Our view: Stauber would bring sense, energy to County BoardDNT ENDORSEMENT: Pete Stauber remembers well the lapse of leadership and the moment he knew: He had to run against his St. Louis County Board representative from District 5, an area that includes Proctor, Hermantown and elsewhere just outside Duluth.
Pete Stauber remembers well the lapse of leadership and the moment he knew: He had to run against his St. Louis County Board representative from District 5, an area that includes Proctor, Hermantown and elsewhere just outside Duluth.
In December, less than a week before Christmas, the board was voting to support, or not to support, precious-metals mining. Specifically, the vote was for the “existing, open, transparent and comprehensive environmental review and permitting process in place” and for the “success of these projects, contingent upon the approval of all federal and state environmental permits necessary for these projects to move forward.”
The County Board voted in favor of this new brand of mining and the economic windfall it promises — but hardly overwhelmingly at 4-3. In the minority was Stauber’s representative, Commissioner Peg Sweeney.
Last week at a candidate forum in Duluth, Sweeney insisted she supports mining and “our being able to do it and do it right.” But no mining company had asked the board for a resolution of support, she said. So a vote was “jumping the gun.”
Waiting to be asked to weigh in is hardly being a leader on any issue, especially an issue with the region-altering potential of precious-metals mining.
Stauber is ready to be a proactive, effective, common-sense leader for residents of his District 5. He deserves voters’ support on Nov. 6.
Stauber would bring to the County Board experience, including eight years of effective and productive service on the Hermantown City Council; a strong, positive reputation after working as a community police officer and now as a lieutenant in the Duluth Police Department; and an aggressive, no-nonsense approach to economic development, service delivery, budgeting and other County Board responsibilities.
Stauber already is a generous public servant. In addition to being a police officer, he’s on the advisory board for the Northeast Regional Corrections Center; is a member of the board of Udac, a Duluth nonprofit that helps people with disabilities; and is the Yellow Ribbon coordinator for the city of Duluth, leading efforts to assist those returning from active overseas military duty.

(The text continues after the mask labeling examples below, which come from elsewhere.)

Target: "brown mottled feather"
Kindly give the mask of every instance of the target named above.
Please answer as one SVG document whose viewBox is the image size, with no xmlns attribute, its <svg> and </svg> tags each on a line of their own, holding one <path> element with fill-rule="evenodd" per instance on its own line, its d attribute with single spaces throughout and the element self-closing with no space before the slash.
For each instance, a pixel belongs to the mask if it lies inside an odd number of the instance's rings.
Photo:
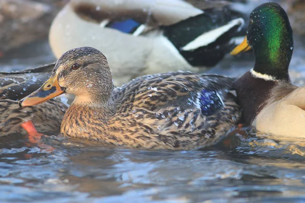
<svg viewBox="0 0 305 203">
<path fill-rule="evenodd" d="M 18 100 L 39 88 L 51 75 L 54 64 L 26 71 L 0 72 L 0 137 L 24 134 L 20 125 L 32 121 L 40 132 L 59 132 L 67 107 L 54 99 L 35 107 L 20 108 Z"/>
<path fill-rule="evenodd" d="M 78 68 L 74 69 L 76 63 Z M 176 150 L 205 147 L 223 138 L 240 116 L 235 97 L 228 91 L 229 78 L 170 72 L 139 77 L 114 88 L 106 57 L 90 47 L 64 54 L 51 78 L 76 95 L 60 132 L 107 144 Z M 29 96 L 48 89 L 40 89 Z M 205 107 L 211 110 L 208 113 L 199 100 L 202 90 L 214 94 L 214 97 L 204 94 L 210 105 Z"/>
</svg>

“I felt there was a lack of leadership on the County Board, and I want to change the direction of the County Board to be able to increase the potential for jobs. I want to make sure we can strengthen accountability in St. Louis County to serve all the residents, and I’m looking forward to the challenges.”
On his opponent’s vote against copper mining, Stauber said, “I don’t know what else the resolution could have said to support the jobs at PolyMet, but to me (her vote was) unconscionable. In St. Louis County we have over an 8 percent unemployment rate. These are jobs that will benefit the community for years. These aren’t temporary jobs. These are permanent jobs for at least two generations-plus.

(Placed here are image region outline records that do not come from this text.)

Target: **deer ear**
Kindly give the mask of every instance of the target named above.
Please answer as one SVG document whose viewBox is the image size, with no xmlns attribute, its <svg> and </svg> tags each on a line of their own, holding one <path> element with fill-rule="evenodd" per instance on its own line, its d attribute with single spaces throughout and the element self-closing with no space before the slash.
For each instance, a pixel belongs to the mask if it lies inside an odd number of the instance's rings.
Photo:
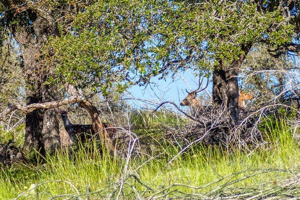
<svg viewBox="0 0 300 200">
<path fill-rule="evenodd" d="M 192 98 L 195 98 L 197 96 L 197 94 L 196 92 L 192 92 Z"/>
</svg>

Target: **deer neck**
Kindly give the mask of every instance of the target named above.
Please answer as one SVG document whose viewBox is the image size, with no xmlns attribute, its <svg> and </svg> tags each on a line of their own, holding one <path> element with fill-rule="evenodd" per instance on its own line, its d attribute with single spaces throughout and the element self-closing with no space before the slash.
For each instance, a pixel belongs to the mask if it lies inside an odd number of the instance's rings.
<svg viewBox="0 0 300 200">
<path fill-rule="evenodd" d="M 194 100 L 192 102 L 192 104 L 190 105 L 190 112 L 192 116 L 195 116 L 198 112 L 198 110 L 201 108 L 200 102 L 197 100 L 196 98 L 194 99 Z"/>
<path fill-rule="evenodd" d="M 246 100 L 243 100 L 242 98 L 238 98 L 238 106 L 240 108 L 244 108 L 246 106 Z"/>
</svg>

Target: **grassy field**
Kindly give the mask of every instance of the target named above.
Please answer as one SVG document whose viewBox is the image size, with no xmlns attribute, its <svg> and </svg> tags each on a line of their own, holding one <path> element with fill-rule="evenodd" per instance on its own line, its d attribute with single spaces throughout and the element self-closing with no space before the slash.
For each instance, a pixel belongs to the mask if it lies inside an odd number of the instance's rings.
<svg viewBox="0 0 300 200">
<path fill-rule="evenodd" d="M 160 118 L 160 123 L 186 122 L 170 120 L 166 114 L 162 114 L 165 120 Z M 153 136 L 160 124 L 155 116 L 142 115 L 134 120 L 139 122 L 138 132 L 148 130 Z M 252 151 L 198 144 L 176 156 L 180 148 L 168 144 L 158 132 L 161 142 L 156 156 L 120 158 L 100 154 L 102 146 L 90 142 L 89 148 L 60 151 L 36 164 L 2 167 L 0 199 L 258 199 L 274 192 L 278 198 L 274 199 L 297 199 L 298 182 L 288 183 L 300 174 L 299 142 L 284 120 L 264 124 L 267 144 Z"/>
</svg>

“We can expand jobs,” Stauber said. “We can create good jobs. And we can do it in an environmentally friendly way. In fact, we will do it in an environmentally friendly way, and we demand it be done that way.”
To Sweeney’s credit, she has been part of a County Board that responded to local government aid cuts and a dismal economy by reducing the size of county government and by spending responsibly while still fixing roads and bridges and still delivering services to vulnerable county residents.

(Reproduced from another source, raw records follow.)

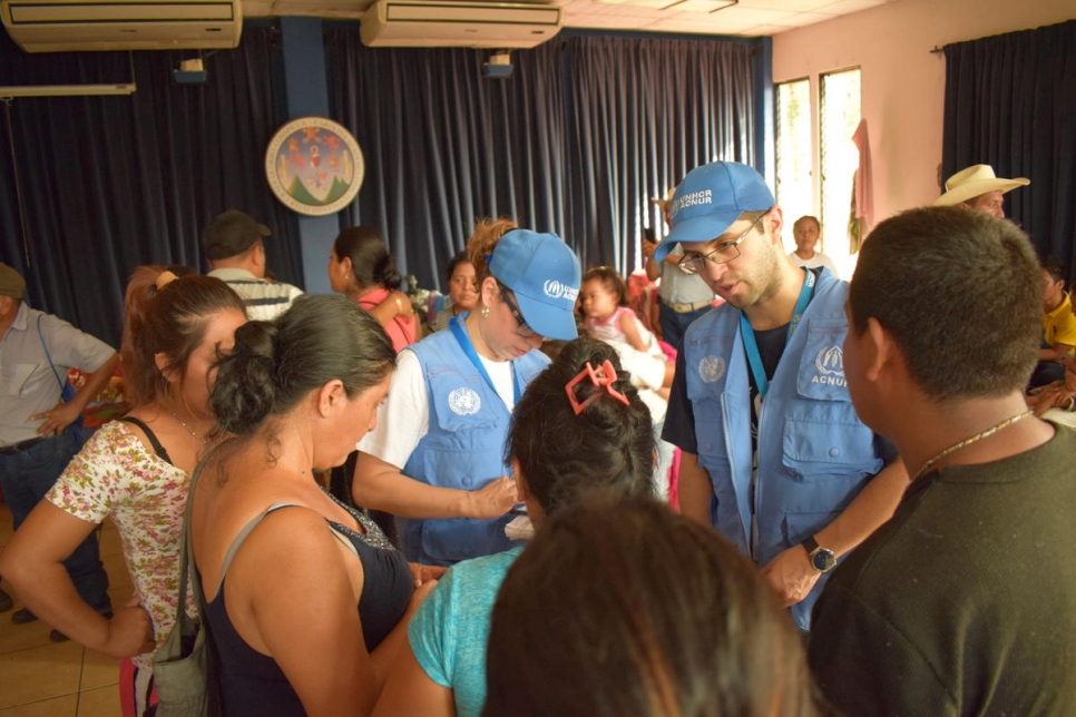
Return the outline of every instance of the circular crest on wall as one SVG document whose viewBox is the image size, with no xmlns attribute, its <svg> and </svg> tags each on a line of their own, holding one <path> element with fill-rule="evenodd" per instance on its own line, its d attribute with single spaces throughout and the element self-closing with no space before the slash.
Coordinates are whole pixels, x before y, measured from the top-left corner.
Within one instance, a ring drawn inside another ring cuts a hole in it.
<svg viewBox="0 0 1076 717">
<path fill-rule="evenodd" d="M 362 186 L 365 164 L 359 143 L 324 117 L 300 117 L 273 135 L 265 177 L 284 206 L 323 216 L 348 206 Z"/>
</svg>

“People say to me, ‘Aw, haven’t you had enough? And I say no. I love what I do. I work hard. I spend lots of hours. This is not a part-time job. This is a very full-time job. If you do it right you’re in constant contact with people throughout your community working on various issues for them.”
After 16 years in office, Sweeney seems to have slipped a little too comfortably into the role of career politician, however, On Nov. 6, voters can pick an energetic, sensible and better-qualified replacement.